2. The information offering method for diagnosing sepsis of claim 1, wherein a primer for amplifying a segment of the 16s rRNA gene is a primer having any of SEQ ID NOs.:1 to 4, a primer for amplifying a segment of the ITS (internal transcribed sequence) gene is a primer having any of SEQ ID NOs.:5 to 6, a primer for amplifying a segment of the Nuc (heat-stable DNA nuclease) gene is a primer having any of SEQ ID NOs.:7 to 8, a primer for amplifying a segment of the MecA gene is a primer having any of SEQ ID NOs.:9 to 10, primers for amplifying segments of the VanA and the VanB are primers having any of SEQ ID NOs.:11 to 12 and any of SEQ ID NOs.:13 to 14, respectively, a primer for amplifying a segment of the invA gene is a primer having any of SEQ ID NOs.:15 to 16, a primer for amplifying a segment of the ipaH gene is a primer having any of SEQ ID NOs.:17 to 18, and a primer for amplifying a segment of the Cps gene is a primer having any of SEQ ID NOs.:19 to 20.

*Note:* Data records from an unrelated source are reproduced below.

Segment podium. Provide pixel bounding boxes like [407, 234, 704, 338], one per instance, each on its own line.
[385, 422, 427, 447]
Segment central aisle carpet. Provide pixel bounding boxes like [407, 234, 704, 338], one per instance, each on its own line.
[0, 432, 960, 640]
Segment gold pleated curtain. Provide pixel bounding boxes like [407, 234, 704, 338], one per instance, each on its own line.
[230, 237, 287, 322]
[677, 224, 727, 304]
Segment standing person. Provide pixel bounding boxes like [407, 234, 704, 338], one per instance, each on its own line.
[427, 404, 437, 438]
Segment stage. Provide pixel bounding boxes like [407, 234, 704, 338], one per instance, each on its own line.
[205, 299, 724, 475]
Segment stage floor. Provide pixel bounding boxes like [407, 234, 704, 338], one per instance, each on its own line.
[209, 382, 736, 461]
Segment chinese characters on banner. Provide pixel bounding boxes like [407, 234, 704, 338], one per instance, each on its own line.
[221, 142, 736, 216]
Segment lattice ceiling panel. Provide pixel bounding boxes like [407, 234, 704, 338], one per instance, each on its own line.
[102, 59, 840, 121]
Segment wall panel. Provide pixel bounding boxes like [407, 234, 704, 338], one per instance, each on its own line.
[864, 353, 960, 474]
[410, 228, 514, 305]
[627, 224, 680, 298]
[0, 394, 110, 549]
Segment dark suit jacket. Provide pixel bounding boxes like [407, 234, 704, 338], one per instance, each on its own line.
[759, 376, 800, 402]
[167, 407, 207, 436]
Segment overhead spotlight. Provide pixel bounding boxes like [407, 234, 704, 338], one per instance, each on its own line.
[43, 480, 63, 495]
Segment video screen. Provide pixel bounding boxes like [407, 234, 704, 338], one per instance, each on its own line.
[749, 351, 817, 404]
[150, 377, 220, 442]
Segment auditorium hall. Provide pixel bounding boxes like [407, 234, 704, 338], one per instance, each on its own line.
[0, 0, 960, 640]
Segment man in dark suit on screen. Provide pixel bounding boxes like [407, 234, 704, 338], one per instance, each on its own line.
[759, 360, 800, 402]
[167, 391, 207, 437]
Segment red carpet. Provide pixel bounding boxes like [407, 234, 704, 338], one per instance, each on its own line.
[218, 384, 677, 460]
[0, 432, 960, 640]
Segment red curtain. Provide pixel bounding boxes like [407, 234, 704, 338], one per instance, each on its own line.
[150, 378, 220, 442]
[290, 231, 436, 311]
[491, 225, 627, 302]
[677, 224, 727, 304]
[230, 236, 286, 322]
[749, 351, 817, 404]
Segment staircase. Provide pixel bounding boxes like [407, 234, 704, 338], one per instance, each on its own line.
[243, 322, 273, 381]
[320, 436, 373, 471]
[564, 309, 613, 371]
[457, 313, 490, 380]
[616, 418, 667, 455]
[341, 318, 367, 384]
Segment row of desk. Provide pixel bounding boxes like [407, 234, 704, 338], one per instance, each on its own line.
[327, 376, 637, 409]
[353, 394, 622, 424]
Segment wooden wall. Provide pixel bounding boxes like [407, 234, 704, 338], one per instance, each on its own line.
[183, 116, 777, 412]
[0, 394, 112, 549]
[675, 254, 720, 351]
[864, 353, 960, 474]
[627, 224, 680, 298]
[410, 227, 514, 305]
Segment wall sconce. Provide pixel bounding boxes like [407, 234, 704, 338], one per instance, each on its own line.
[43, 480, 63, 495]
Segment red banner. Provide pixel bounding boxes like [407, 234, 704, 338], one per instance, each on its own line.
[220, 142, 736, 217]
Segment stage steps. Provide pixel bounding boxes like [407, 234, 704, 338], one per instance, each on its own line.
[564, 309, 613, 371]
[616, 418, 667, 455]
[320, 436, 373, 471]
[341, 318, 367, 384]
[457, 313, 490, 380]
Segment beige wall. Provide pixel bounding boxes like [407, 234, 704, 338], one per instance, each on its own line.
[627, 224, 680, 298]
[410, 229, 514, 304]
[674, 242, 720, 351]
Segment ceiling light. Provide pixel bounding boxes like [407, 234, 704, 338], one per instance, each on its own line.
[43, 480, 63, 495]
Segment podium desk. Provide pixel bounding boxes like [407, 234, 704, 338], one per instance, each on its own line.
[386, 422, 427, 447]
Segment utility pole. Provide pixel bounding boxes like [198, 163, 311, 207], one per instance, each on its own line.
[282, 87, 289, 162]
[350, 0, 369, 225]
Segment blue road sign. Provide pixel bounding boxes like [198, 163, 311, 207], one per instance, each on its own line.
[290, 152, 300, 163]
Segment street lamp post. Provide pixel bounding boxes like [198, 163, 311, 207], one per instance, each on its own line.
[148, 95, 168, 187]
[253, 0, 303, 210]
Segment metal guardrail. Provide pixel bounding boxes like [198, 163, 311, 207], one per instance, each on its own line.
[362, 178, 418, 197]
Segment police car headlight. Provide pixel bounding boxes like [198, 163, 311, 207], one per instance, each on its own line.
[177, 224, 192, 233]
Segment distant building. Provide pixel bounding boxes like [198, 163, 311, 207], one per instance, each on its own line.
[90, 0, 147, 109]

3. The information offering method for diagnosing sepsis of claim 1, wherein a probe for detecting the gram-negative bacteria is a probe having any of SEQ ID NOs.:22 to 30, a probe for detecting the gram-positive bacteria is a probe having any of SEQ ID NOs.:31 to 37, a probe for detecting the Nuc (heat-stable DNA nuclease) gene is a probe having a any of SEQ ID NOs.:38, a probe for detecting the MecA gene for checking whether or not MRSA has antibiotic resistance is a probe having SEQ ID NO.:39, probes for detecting the VanA and the VanB for checking whether or not VRE have antibiotic resistance are probes having SEQ ID NO.:40 and of SEQ ID NO.:41, respectively, and a probe for detecting the gene for identifying a fungus is a probe having any of SEQ ID NOs.:42 to 47.

4-10. (canceled)

11. A kit for diagnosing sepsis, wherein the kit comprising a primer composition comprising:

a primer having any of SEQ ID NOs.:1 to 4 for amplifying a segment of a 16s rRNA gene; a primer having any of SEQ ID NOs.:5 to 6 for amplifying a segment of an ITS (internal transcribed sequence) gene; a primer having any of SEQ ID NOs.:7 to 8 for amplifying a segment of a Nuc (heat-stable DNA nuclease) gene; a primer having any of SEQ ID NOs.:9 to 10 for amplifying a segment of a MecA gene; primers having any of SEQ ID NOs.:11 to 12 any of SEQ ID NOs.:13 to 14 for amplifying segments of a VanA and a VanB, respectively; a primer having any of SEQ ID NOs.:15 to 16 for amplifying a segment of an invA gene; a primer having any of SEQ ID NOs.:17 to 18 for amplifying a segment of an ipaH gene; and a primer having any of SEQ ID NOs.:19 to 20 for amplifying a segment of a Cps gene; and

a probe composition comprising:

a probe having any of SEQ ID NOs.:22 to 30 for detecting gram-negative bacteria; a probe having any of SEQ ID NOs.:31 to 37 for detecting gram-positive bacteria; a probe having SEQ ID NO.:38 for detecting a Nuc (heat-stable DNA nuclease) gene; a probe having SEQ ID NO.:39 for detecting a MecA gene for checking whether or not MRSA has antibiotic resistance; probes having SEQ ID NOs.:40 and SEQ ID NO.:41 for detecting a VanA and a VanB, respectively, for checking whether or not VRE have antibiotic resistance; and a probe having any of SEQ ID NOs.:42 to 47 for detecting a gene for identifying a fungus.